Before the bufmgr can write out a dirty page, it must ensure that xlog has
been flushed to disk at least up to the page's LSN.  This low-level
interaction improves performance by not waiting for XLOG I/O until necessary.
The LSN check exists only in the shared-buffer manager, not in the local
buffer manager used for temp tables; hence operations on temp tables must not
be WAL-logged.

During WAL replay, we can check the LSN of a page to detect whether the change
recorded by the current log entry is already applied (it has been, if the page
LSN is >= the log entry's WAL location).

Usually, log entries contain just enough information to redo a single
incremental update on a page (or small group of pages).  This will work only
if the filesystem and hardware implement data page writes as atomic actions,
so that a page is never left in a corrupt partly-written state.  Since that's
often an untenable assumption in practice, we log additional information to
allow complete reconstruction of modified pages.  The first WAL record
affecting a given page after a checkpoint is made to contain a copy of the
entire page, and we implement replay by restoring that page copy instead of
redoing the update.  (This is more reliable than the data storage itself would
be because we can check the validity of the WAL record's CRC.)  We can detect
the "first change after checkpoint" by noting whether the page's old LSN
precedes the end of WAL as of the last checkpoint (the RedoRecPtr).

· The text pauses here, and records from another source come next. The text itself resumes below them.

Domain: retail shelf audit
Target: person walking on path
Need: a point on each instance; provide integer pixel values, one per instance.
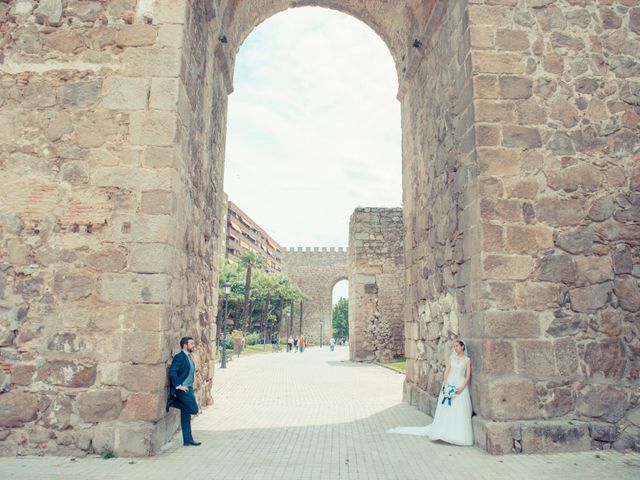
(182, 374)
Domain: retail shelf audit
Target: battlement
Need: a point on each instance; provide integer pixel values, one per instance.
(314, 249)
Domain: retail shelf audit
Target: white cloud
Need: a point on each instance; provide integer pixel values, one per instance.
(313, 126)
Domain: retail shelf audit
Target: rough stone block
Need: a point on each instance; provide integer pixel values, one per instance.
(146, 349)
(515, 324)
(529, 239)
(164, 94)
(159, 157)
(68, 374)
(142, 229)
(607, 403)
(97, 406)
(499, 161)
(133, 178)
(555, 437)
(507, 267)
(590, 299)
(17, 408)
(151, 62)
(515, 87)
(627, 289)
(499, 63)
(147, 407)
(509, 398)
(605, 357)
(153, 128)
(135, 288)
(158, 202)
(136, 35)
(535, 359)
(144, 378)
(125, 93)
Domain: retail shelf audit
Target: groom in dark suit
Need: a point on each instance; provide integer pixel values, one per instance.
(182, 373)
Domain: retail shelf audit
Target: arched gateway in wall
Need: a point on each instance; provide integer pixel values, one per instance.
(519, 177)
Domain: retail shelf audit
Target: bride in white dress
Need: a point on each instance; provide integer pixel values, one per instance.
(452, 421)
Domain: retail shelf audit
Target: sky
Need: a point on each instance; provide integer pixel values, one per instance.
(313, 126)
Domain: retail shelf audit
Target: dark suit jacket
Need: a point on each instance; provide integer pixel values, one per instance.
(178, 371)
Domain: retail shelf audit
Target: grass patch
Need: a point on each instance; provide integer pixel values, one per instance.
(399, 364)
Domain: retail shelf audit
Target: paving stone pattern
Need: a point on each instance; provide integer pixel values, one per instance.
(317, 416)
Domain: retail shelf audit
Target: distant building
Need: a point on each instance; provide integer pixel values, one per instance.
(243, 234)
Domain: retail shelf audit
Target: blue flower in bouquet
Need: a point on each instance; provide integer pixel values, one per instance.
(448, 392)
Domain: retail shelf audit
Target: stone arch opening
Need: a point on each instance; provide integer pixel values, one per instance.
(114, 134)
(340, 318)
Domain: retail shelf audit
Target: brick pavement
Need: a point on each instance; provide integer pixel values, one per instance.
(317, 416)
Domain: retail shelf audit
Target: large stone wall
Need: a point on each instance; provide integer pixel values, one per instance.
(111, 169)
(555, 332)
(376, 284)
(520, 187)
(315, 271)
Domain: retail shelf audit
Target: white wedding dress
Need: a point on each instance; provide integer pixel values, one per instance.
(451, 423)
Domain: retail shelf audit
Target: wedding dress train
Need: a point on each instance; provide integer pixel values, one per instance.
(452, 421)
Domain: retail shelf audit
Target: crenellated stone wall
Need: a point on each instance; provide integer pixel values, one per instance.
(376, 284)
(520, 209)
(316, 271)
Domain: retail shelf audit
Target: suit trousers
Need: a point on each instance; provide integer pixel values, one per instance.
(186, 402)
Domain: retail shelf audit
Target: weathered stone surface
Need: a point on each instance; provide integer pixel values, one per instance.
(130, 288)
(49, 12)
(125, 93)
(145, 407)
(144, 378)
(577, 241)
(511, 398)
(516, 324)
(68, 374)
(567, 324)
(559, 213)
(605, 357)
(627, 289)
(535, 359)
(605, 402)
(558, 268)
(590, 299)
(593, 270)
(99, 405)
(136, 35)
(17, 408)
(558, 437)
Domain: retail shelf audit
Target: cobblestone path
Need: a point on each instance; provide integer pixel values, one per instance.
(317, 416)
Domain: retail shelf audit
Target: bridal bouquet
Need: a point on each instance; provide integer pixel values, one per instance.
(448, 392)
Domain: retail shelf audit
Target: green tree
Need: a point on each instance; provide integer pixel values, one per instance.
(341, 318)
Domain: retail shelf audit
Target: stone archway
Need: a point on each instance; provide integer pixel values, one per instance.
(315, 271)
(520, 179)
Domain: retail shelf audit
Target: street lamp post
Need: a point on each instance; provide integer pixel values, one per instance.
(223, 361)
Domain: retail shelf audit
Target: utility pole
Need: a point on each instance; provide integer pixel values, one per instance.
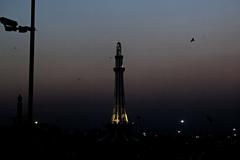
(31, 64)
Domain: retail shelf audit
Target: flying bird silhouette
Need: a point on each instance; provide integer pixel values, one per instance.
(192, 40)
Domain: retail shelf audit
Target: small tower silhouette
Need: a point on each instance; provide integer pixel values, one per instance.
(19, 109)
(119, 115)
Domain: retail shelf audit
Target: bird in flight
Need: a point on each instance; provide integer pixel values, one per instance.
(192, 40)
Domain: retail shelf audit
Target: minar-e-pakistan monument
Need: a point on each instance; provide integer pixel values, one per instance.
(119, 115)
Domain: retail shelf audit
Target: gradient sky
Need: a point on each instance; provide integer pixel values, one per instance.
(167, 78)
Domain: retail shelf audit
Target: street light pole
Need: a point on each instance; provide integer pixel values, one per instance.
(31, 64)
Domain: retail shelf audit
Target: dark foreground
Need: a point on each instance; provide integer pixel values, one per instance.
(44, 142)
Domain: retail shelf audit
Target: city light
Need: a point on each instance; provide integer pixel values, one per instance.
(182, 121)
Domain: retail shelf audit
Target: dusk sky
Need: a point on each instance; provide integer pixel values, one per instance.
(167, 78)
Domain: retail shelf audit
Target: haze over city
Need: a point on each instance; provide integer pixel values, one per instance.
(167, 77)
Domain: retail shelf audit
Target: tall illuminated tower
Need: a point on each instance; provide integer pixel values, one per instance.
(119, 115)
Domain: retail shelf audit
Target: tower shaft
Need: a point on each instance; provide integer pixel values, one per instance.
(119, 115)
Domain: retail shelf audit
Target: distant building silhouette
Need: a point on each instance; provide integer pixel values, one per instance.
(19, 109)
(119, 115)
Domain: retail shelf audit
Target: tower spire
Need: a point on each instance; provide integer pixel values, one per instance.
(119, 115)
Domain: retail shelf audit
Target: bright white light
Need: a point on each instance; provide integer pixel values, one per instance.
(144, 134)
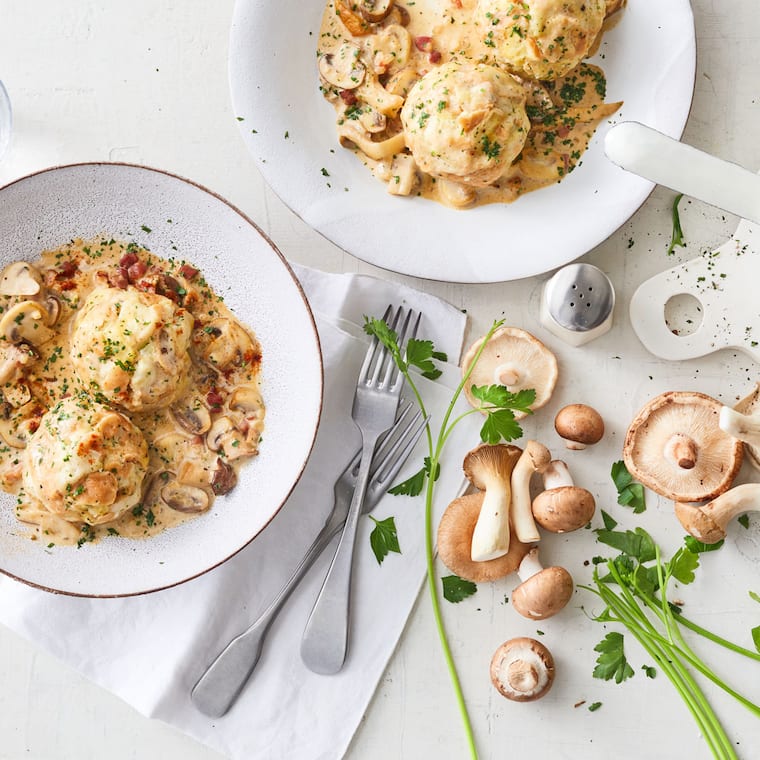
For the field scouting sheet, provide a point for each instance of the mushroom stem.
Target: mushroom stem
(681, 451)
(490, 539)
(745, 427)
(535, 458)
(530, 565)
(707, 523)
(556, 475)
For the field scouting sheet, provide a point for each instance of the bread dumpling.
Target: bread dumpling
(85, 462)
(132, 347)
(540, 39)
(465, 123)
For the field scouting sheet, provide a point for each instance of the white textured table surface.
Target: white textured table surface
(146, 82)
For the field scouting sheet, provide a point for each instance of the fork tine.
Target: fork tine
(402, 447)
(384, 443)
(372, 351)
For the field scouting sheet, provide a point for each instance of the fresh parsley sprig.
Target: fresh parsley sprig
(634, 591)
(676, 236)
(499, 405)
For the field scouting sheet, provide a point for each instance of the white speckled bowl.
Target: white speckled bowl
(45, 210)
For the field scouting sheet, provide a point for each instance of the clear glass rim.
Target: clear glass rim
(6, 119)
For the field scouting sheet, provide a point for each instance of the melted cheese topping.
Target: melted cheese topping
(372, 70)
(130, 392)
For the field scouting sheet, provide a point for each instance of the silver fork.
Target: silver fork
(218, 688)
(325, 638)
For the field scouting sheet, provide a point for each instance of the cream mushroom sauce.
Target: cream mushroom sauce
(196, 443)
(368, 67)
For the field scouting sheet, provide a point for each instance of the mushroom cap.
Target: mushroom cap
(682, 417)
(579, 423)
(563, 509)
(750, 404)
(543, 594)
(486, 459)
(522, 669)
(455, 542)
(512, 355)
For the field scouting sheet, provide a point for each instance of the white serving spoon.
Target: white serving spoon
(723, 280)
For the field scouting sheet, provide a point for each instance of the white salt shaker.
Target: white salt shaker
(577, 303)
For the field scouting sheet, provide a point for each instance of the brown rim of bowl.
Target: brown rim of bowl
(289, 270)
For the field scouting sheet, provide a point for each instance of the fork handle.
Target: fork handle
(325, 638)
(224, 679)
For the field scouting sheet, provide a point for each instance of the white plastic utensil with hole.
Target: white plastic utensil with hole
(721, 280)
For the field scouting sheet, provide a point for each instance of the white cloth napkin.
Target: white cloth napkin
(150, 650)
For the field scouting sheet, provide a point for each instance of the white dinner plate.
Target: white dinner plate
(649, 59)
(47, 209)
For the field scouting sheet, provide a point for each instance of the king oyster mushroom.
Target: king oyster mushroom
(707, 523)
(185, 498)
(489, 468)
(455, 543)
(743, 422)
(25, 322)
(342, 68)
(515, 359)
(675, 446)
(20, 279)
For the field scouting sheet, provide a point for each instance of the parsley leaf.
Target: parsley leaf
(682, 565)
(413, 486)
(384, 538)
(635, 543)
(455, 588)
(500, 425)
(630, 493)
(420, 354)
(611, 662)
(697, 547)
(676, 237)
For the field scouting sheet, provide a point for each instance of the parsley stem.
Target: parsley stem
(715, 638)
(436, 605)
(629, 613)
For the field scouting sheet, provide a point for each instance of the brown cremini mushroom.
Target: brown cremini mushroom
(676, 447)
(562, 506)
(579, 426)
(489, 468)
(455, 543)
(543, 591)
(535, 458)
(522, 669)
(515, 359)
(707, 523)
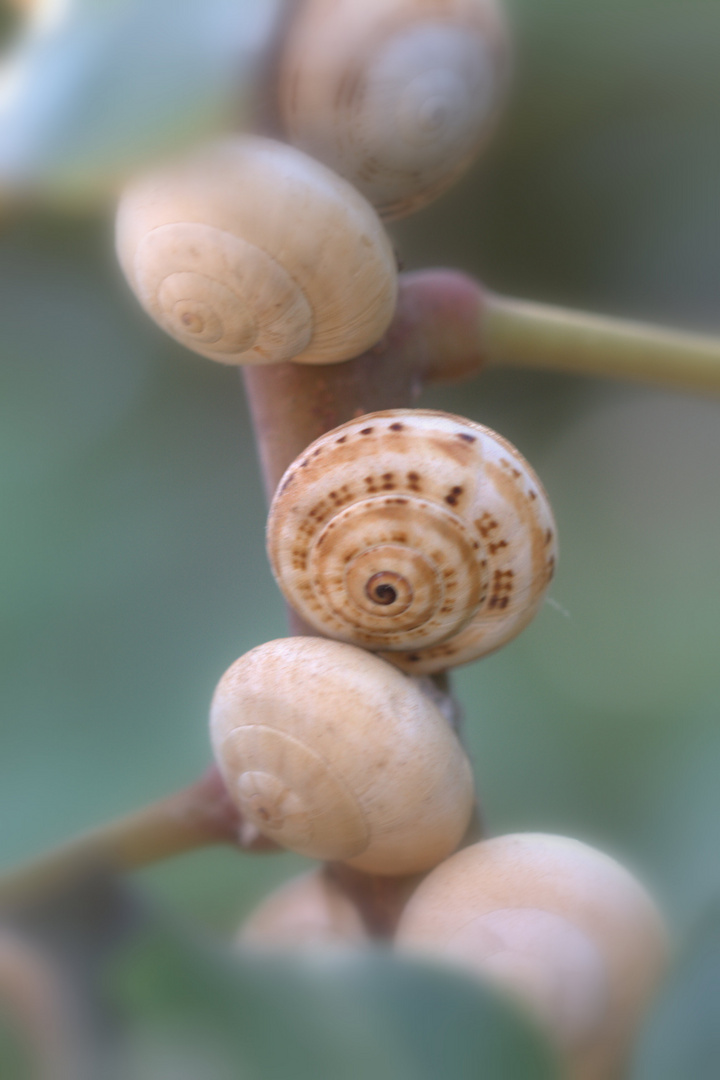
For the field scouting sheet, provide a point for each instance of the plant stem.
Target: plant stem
(533, 335)
(195, 817)
(294, 404)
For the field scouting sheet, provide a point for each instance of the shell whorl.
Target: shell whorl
(413, 534)
(337, 755)
(395, 95)
(249, 252)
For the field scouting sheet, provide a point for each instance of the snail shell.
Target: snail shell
(561, 926)
(395, 95)
(249, 252)
(415, 534)
(308, 910)
(337, 755)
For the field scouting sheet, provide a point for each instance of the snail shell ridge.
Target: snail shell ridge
(395, 95)
(337, 755)
(413, 534)
(249, 252)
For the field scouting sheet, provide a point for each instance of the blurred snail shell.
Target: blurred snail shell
(395, 95)
(308, 910)
(337, 755)
(249, 252)
(559, 925)
(415, 534)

The general schema for executing a WAL-logged action is

1. Pin and exclusive-lock the shared buffer(s) containing the data page(s)
to be modified.

2. START_CRIT_SECTION()  (Any error during the next three steps must cause a
PANIC because the shared buffers will contain unlogged changes, which we
have to ensure don't get to disk.  Obviously, you should check conditions
such as whether there's enough free space on the page before you start the
critical section.)

3. Apply the required changes to the shared buffer(s).

4. Mark the shared buffer(s) as dirty with MarkBufferDirty().  (This must
happen before the WAL record is inserted; see notes in SyncOneBuffer().)